Solicited review by Laura Hollink:

This paper discusses the problem of tag ambiguity for recommendation. Although the problem is very relevant to the special issue, I cannot recommend publication.

-The paper is hard to read, both in terms of grammar and structure of the text.

-The scientific contribution of the paper is not clear. The authors say that the "new which is offered in this work" is the fact that the approach is not limited to a specific folksonomy or a particular ontology. However, this is true for a lot of work on recommendation (e.g. FolkRank).

-The approach is not described in full. How is the similarity between resources calculated? What is the role of the ontology that is mentioned several times, and what does this ontology look like exactly?

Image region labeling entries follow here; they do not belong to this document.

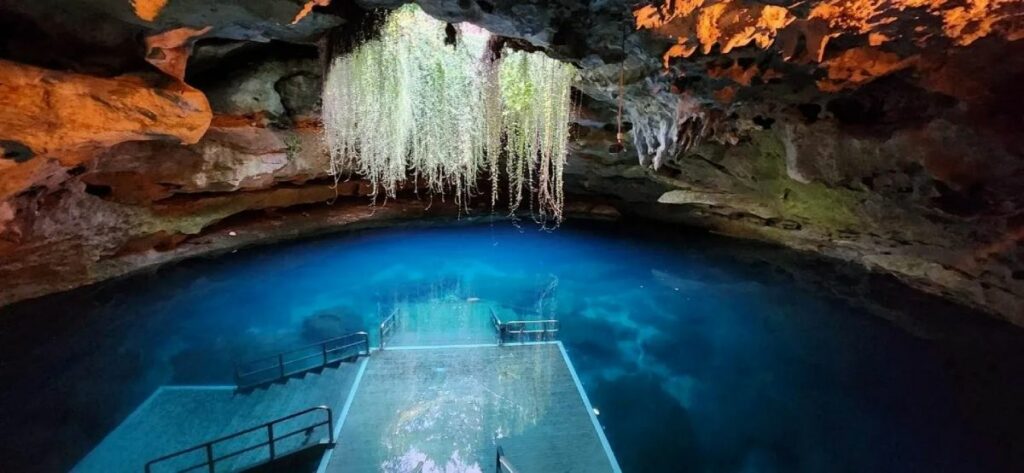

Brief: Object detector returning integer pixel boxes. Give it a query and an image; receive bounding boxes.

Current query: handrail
[495,445,518,473]
[234,332,370,388]
[380,308,398,350]
[490,307,561,344]
[145,405,334,473]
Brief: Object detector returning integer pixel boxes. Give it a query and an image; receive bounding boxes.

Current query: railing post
[327,407,333,443]
[206,443,216,473]
[266,422,275,460]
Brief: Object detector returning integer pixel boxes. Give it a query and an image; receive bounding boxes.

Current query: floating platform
[72,358,368,473]
[321,342,620,473]
[73,304,621,473]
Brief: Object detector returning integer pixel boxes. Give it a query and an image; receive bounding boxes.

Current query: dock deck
[73,304,621,473]
[322,342,618,473]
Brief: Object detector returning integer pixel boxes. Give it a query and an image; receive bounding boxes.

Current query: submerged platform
[321,342,620,473]
[73,319,621,473]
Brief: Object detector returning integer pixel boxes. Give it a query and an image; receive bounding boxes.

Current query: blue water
[0,223,1024,472]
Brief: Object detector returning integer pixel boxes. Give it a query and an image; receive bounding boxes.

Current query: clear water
[0,223,1024,472]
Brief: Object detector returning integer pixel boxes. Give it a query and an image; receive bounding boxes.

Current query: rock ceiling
[0,0,1024,325]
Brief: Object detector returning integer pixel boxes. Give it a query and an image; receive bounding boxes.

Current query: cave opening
[0,0,1024,473]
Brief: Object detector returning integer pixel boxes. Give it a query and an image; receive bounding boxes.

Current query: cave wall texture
[0,0,1024,326]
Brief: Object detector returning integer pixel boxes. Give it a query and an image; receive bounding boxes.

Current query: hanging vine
[324,5,575,223]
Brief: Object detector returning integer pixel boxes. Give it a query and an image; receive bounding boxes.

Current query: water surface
[0,222,1024,472]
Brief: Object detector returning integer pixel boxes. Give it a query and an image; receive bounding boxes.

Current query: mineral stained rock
[0,0,1024,325]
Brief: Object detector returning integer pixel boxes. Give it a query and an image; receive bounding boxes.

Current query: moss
[285,134,302,161]
[746,131,863,229]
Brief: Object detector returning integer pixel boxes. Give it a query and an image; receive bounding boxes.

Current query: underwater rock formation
[0,0,1024,325]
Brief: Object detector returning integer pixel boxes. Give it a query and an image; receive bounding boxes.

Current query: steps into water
[73,305,621,473]
[72,358,366,473]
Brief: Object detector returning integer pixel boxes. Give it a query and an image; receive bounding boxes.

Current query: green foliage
[324,5,575,222]
[285,134,302,161]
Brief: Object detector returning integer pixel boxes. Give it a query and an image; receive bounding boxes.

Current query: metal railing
[381,309,398,350]
[234,332,370,389]
[490,308,560,344]
[495,445,518,473]
[145,405,334,473]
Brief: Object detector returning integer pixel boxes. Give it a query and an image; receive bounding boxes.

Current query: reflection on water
[0,223,1024,472]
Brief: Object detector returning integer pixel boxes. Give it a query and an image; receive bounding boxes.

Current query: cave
[0,0,1024,473]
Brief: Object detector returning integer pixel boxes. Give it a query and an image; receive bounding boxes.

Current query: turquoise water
[0,223,1024,472]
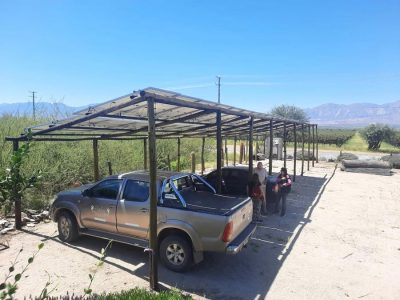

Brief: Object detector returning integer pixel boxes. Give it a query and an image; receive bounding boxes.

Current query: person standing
[275,168,292,217]
[254,161,267,215]
[247,173,263,223]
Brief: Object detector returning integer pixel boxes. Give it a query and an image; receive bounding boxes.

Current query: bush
[381,154,400,169]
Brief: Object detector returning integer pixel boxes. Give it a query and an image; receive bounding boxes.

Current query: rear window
[123,180,149,202]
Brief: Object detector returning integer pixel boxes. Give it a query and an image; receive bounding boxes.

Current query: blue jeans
[275,191,288,216]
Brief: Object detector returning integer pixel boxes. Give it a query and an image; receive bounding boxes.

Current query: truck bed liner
[181,190,246,215]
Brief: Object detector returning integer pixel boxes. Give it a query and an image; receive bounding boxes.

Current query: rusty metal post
[11,140,22,230]
[268,120,274,175]
[315,124,319,163]
[201,137,206,175]
[239,142,244,164]
[283,122,287,168]
[233,136,237,166]
[93,140,100,181]
[107,160,112,176]
[143,139,147,170]
[293,124,297,181]
[301,124,304,176]
[225,137,229,165]
[190,152,196,173]
[312,125,315,167]
[307,124,311,171]
[249,116,254,182]
[176,138,181,172]
[216,111,222,193]
[147,98,158,291]
[263,135,267,155]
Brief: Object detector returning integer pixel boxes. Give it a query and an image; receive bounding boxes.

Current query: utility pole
[217,76,221,104]
[31,91,36,121]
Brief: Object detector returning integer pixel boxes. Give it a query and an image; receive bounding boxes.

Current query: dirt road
[0,162,400,299]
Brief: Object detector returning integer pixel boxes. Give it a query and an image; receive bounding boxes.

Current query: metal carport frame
[6,88,318,290]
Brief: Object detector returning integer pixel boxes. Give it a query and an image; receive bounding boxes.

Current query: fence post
[233,136,236,166]
[201,137,206,175]
[167,154,171,171]
[268,120,274,175]
[12,140,22,230]
[147,98,158,290]
[93,139,100,181]
[190,152,196,173]
[225,137,229,165]
[293,123,297,181]
[239,142,244,164]
[176,138,181,172]
[107,160,112,175]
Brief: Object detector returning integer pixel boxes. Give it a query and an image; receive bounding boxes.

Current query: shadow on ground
[26,171,329,299]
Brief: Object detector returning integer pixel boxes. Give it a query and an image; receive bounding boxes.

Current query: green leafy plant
[84,240,113,296]
[0,131,41,218]
[0,243,45,300]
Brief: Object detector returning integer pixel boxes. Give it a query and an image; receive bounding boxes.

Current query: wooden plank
[307,125,311,171]
[233,136,237,166]
[283,122,287,168]
[293,126,297,181]
[93,140,100,181]
[248,117,254,182]
[176,138,181,172]
[268,120,274,175]
[301,124,304,176]
[147,98,158,291]
[11,140,22,230]
[201,137,206,175]
[315,124,319,163]
[33,95,143,135]
[143,139,147,170]
[216,111,222,193]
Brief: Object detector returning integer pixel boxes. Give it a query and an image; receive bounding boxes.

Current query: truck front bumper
[226,223,257,254]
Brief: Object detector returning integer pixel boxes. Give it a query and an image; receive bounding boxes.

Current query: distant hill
[0,100,400,128]
[305,100,400,127]
[0,102,87,119]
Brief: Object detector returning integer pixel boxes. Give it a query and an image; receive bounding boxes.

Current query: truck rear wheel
[58,212,79,243]
[160,235,193,272]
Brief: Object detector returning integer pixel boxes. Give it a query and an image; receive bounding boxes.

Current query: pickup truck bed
[181,190,248,215]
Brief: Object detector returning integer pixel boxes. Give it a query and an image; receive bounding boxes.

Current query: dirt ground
[0,161,400,299]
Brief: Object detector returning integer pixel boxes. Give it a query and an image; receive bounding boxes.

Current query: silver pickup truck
[51,171,255,272]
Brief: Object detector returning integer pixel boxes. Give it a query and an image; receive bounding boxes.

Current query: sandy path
[0,161,400,299]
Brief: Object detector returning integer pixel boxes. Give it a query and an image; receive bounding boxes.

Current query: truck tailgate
[229,198,253,243]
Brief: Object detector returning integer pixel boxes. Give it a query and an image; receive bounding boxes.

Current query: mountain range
[0,100,400,128]
[304,100,400,128]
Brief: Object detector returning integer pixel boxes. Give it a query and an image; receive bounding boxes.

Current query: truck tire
[160,235,193,272]
[58,212,79,243]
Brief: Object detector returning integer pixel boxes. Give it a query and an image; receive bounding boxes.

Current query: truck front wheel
[58,212,79,243]
[160,235,193,272]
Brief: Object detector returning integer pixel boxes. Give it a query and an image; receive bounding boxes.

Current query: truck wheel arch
[157,227,204,264]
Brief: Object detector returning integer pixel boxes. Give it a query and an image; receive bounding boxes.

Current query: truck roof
[104,170,189,181]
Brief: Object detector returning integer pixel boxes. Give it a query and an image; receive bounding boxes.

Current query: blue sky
[0,0,400,111]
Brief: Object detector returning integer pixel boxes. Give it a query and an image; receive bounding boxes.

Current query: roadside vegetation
[0,115,215,216]
[0,111,400,214]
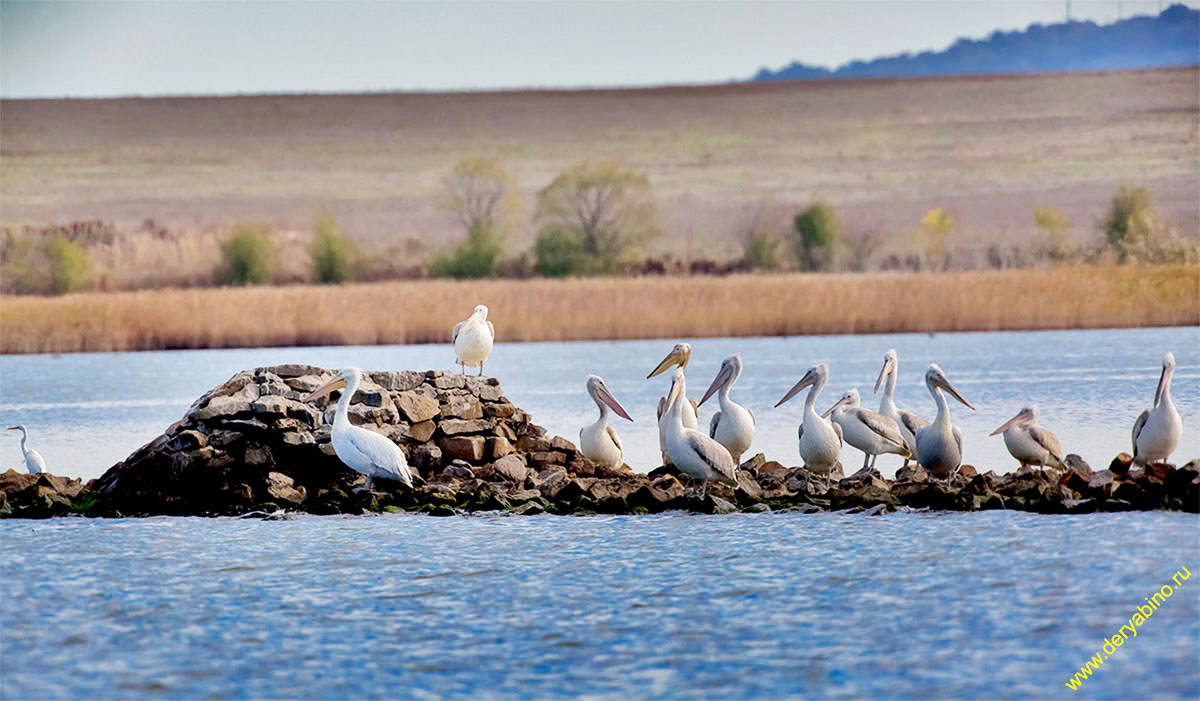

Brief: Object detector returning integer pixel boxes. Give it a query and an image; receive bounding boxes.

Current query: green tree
[534,162,660,272]
[217,224,275,286]
[431,158,516,278]
[312,215,356,284]
[793,202,845,270]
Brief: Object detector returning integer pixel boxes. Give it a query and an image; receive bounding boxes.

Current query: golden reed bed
[0,265,1200,353]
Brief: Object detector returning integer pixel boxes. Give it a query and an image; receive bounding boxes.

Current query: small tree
[431,158,516,277]
[217,224,275,286]
[312,215,355,284]
[534,162,659,272]
[793,202,844,270]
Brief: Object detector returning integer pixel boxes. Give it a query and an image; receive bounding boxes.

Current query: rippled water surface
[0,326,1200,478]
[0,511,1200,699]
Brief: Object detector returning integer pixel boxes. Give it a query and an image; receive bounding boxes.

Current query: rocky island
[0,365,1200,517]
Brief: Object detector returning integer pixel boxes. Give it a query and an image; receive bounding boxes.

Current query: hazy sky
[0,0,1196,97]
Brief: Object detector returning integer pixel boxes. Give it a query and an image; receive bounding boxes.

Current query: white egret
[990,405,1067,469]
[451,305,496,375]
[304,367,413,491]
[697,353,755,465]
[580,375,634,468]
[8,426,46,474]
[917,363,974,479]
[1133,352,1183,465]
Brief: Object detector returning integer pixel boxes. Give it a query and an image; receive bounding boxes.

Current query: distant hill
[754,5,1200,82]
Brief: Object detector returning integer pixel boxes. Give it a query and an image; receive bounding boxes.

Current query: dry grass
[0,265,1200,353]
[0,68,1200,262]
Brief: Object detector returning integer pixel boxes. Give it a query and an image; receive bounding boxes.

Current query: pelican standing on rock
[646,343,700,465]
[821,389,912,469]
[580,375,634,468]
[775,363,842,485]
[666,367,738,492]
[871,348,929,465]
[304,367,413,491]
[917,363,974,479]
[1133,352,1183,465]
[452,305,496,375]
[8,426,46,474]
[990,405,1067,469]
[700,353,755,465]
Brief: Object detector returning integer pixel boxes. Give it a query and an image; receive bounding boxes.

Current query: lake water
[0,328,1200,699]
[0,511,1200,699]
[0,320,1200,479]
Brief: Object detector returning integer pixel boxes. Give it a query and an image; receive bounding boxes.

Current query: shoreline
[0,265,1200,354]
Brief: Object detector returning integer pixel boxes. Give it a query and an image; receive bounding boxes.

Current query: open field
[0,265,1200,353]
[0,67,1200,264]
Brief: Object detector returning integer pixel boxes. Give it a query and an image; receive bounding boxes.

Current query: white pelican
[917,363,974,479]
[775,363,842,484]
[697,353,755,465]
[666,367,738,492]
[871,348,929,465]
[821,389,912,469]
[304,367,413,491]
[1133,352,1183,465]
[990,405,1067,469]
[452,305,496,375]
[8,426,46,474]
[580,375,634,467]
[646,343,700,465]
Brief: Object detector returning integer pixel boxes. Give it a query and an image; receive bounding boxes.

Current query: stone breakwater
[0,365,1200,517]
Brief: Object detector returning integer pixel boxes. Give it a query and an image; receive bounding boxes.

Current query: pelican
[580,375,634,467]
[989,405,1067,469]
[917,363,974,479]
[8,426,46,474]
[452,305,496,375]
[304,367,413,491]
[646,343,700,465]
[775,363,842,485]
[697,353,755,465]
[871,348,929,465]
[821,389,912,469]
[666,367,738,492]
[1133,352,1183,465]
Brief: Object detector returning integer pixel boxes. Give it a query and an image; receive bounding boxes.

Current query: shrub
[430,226,504,280]
[46,235,91,294]
[793,202,844,270]
[534,162,660,275]
[217,226,275,286]
[312,216,356,284]
[533,229,588,277]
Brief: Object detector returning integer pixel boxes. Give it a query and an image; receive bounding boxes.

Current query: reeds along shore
[0,265,1200,353]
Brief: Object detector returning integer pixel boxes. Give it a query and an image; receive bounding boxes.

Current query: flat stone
[440,436,484,462]
[396,391,442,424]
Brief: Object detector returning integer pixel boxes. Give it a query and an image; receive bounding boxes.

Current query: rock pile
[0,365,1200,517]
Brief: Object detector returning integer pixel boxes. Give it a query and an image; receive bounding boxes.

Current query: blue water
[0,511,1200,699]
[0,326,1200,479]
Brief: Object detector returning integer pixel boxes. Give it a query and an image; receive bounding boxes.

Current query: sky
[0,0,1198,97]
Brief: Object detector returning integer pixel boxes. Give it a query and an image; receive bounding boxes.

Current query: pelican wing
[349,426,413,486]
[604,426,625,463]
[686,431,738,484]
[1133,409,1150,457]
[1030,426,1062,465]
[896,409,929,436]
[708,412,721,438]
[854,409,906,447]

-The evaluation does not give much insight into the quality of the approach as the results are not compared to other systems or a baseline. The authors give recall and precision figures, but I don't understand how the relevance of each recommended resource is determined. Section 4.3 says:

"The number of R [relevant resources] for each user is calculated according to the profile of this one in the folksonomy. For example we take the case of the user who is identified by this list of tags {java, computer, mac}, in our evaluation we have supposed that the preferences of this latter are similar to a computer sciences field and not to the food when he did a search by the keyword apple. And so all the resources that are close to the first domain are considered relevant to this user and they are proposed to him with a highest degree of recommendation."

However, this seems to be a description of the recommendation approach, not of relevance assesments.

-Section 4.2 shows graphs of the networks of users and the tags they used, user and the resources they tagged and resources and their tags. Since the paper does not discuss these graphs, it is not clear what a reader can learn from them.